The Front Lines Of A Culture War
As I have written about before, Star Trek was dragged into the culture war with the release of Discovery. That divisive rhetoric had an unintended side effect: from that point on, any attack on any NuTrek show could be dismissed as bigotry. If you had genuine problems with the portrayal of Michael Burnham (the teary-eyed Mary Sue who was inexplicably raised by Vulcans), for example, you’d get accused of being someone who screams because they saw a Black woman onscreen.
The same thing happened with Starfleet Academy when it was released earlier this year. Fans hated the show for a variety of reasons. Those included vulgar humor, profanity-laden Zoomer speech, and the mishandling of classic Trek lore.
However, because Starfleet Academy had some markers of diversity (like a same-sex faculty couple, a bisexual disaster, and a gay Klingon in a skirt), defenders of the series tried to paint all of its critics as bigots who hated the show for how woke it is. But if RLM’s insider source is correct, Starfleet Academy’s haters have been proven right: relatively speaking, nobody was watching the show at all, and most of those defenders may not even be real people.
The Power Of Math
The first season of Starfleet Academy only had 10 episodes. If Mike Stoklassa’s information is correct, it means that each episode averaged only 40,000 views. Worse, it means it’s likely that far fewer than 40,000 actually watched the entire series from beginning to end.

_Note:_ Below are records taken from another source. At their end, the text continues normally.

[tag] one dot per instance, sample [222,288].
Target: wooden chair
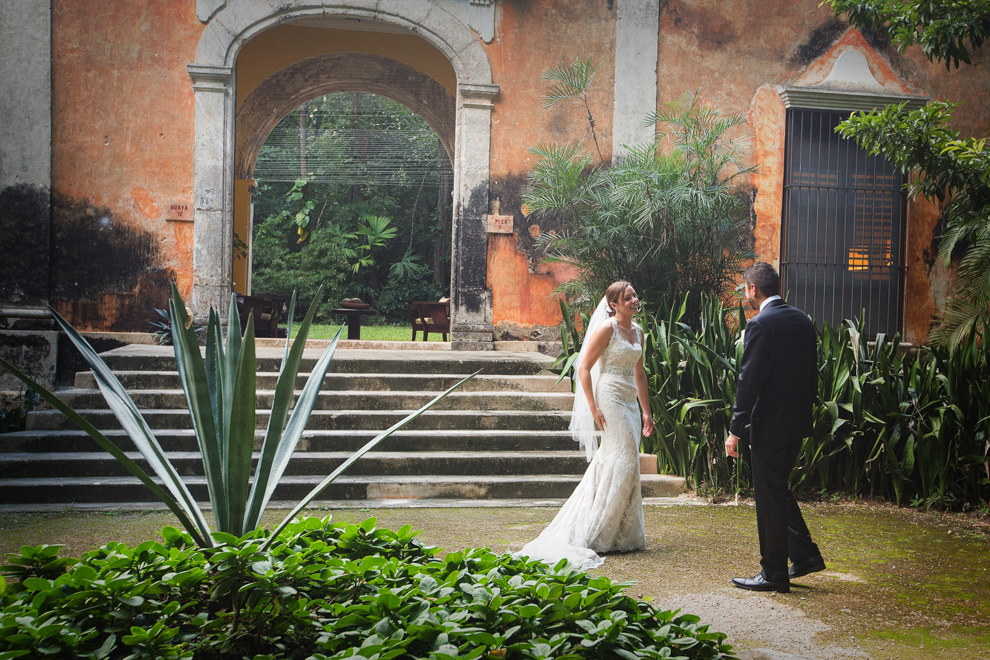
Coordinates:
[429,316]
[268,311]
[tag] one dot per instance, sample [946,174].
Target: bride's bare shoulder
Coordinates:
[601,334]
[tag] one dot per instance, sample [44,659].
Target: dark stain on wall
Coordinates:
[509,192]
[105,274]
[25,226]
[747,235]
[819,41]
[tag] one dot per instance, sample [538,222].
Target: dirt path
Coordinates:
[899,584]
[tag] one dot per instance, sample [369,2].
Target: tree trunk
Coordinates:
[303,138]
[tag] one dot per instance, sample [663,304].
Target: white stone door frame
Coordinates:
[232,24]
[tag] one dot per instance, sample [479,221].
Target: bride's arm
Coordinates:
[643,392]
[592,349]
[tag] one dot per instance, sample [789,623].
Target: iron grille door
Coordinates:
[842,235]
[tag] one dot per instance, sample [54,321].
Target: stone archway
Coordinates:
[235,22]
[311,78]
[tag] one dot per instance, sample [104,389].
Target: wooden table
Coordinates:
[353,317]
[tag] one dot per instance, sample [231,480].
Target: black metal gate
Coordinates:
[843,228]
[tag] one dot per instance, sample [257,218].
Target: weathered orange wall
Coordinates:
[124,130]
[530,38]
[122,149]
[741,58]
[273,50]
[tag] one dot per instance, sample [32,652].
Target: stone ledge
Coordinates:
[471,346]
[266,342]
[551,348]
[486,337]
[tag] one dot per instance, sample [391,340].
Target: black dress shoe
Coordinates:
[805,566]
[759,583]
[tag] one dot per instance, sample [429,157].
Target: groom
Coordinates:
[778,381]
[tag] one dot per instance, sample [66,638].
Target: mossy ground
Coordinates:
[900,583]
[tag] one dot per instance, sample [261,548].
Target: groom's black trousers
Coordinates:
[782,530]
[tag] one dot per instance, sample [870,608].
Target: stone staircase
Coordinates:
[500,437]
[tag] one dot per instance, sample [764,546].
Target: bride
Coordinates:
[605,512]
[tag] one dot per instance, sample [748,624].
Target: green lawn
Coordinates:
[369,332]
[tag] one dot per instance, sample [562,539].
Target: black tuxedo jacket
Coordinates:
[778,377]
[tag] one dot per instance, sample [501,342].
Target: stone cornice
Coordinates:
[823,98]
[210,78]
[477,95]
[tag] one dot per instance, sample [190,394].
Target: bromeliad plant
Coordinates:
[221,397]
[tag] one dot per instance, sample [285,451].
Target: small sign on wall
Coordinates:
[179,212]
[499,224]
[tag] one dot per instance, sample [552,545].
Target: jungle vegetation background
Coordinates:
[354,194]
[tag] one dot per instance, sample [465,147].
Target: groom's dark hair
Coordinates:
[764,277]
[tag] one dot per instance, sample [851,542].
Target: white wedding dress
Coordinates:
[605,512]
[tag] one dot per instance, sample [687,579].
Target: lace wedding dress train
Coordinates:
[605,512]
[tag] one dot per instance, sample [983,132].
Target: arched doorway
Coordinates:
[352,193]
[217,139]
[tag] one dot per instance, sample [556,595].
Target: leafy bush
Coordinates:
[326,591]
[220,393]
[913,426]
[280,266]
[886,422]
[399,291]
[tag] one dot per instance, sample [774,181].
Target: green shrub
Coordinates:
[400,291]
[326,591]
[280,266]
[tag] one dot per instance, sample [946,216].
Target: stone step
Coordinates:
[372,400]
[102,464]
[109,490]
[161,358]
[169,380]
[444,420]
[312,440]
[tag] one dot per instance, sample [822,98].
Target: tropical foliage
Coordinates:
[955,171]
[326,591]
[913,426]
[353,195]
[944,29]
[669,215]
[221,397]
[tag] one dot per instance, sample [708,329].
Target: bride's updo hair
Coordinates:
[614,293]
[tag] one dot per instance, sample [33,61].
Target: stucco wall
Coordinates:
[741,58]
[530,38]
[122,144]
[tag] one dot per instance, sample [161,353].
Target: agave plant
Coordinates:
[221,397]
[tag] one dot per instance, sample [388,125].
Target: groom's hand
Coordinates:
[732,446]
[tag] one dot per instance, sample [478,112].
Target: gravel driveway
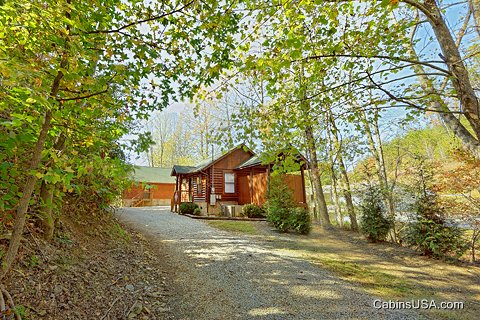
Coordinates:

There is no way to verify Stoklassa’s claim, but it would explain why Starfleet Academy was canceled after Season 1. The cast had already wrapped filming on Season 2, and it’s unusual to cancel the show so far before the new season, which had already been completed, premiered. However, if Paramount knew that Season 1 had less than half a million total views while costing reportedly $10 million per episode, the network would know for certain that there was no way a second season could ever recover enough to justify throwing more money at a failing show.
Great Call By The Haters
In thinking about all this, I keep thinking about one of my favorite copypastas: “The haters said I couldn’t do it. And they were correct. Honestly, great call from the haters.” Starfleet Academy has had haters dunking on this show from the beginning, claiming it’s something nobody really wants to watch.
Now, the show’s cancellation, along with Mike Stoklassa’s alleged insider info, proves that the haters were right: the show didn’t die because it was woke. It died because nobody was watching.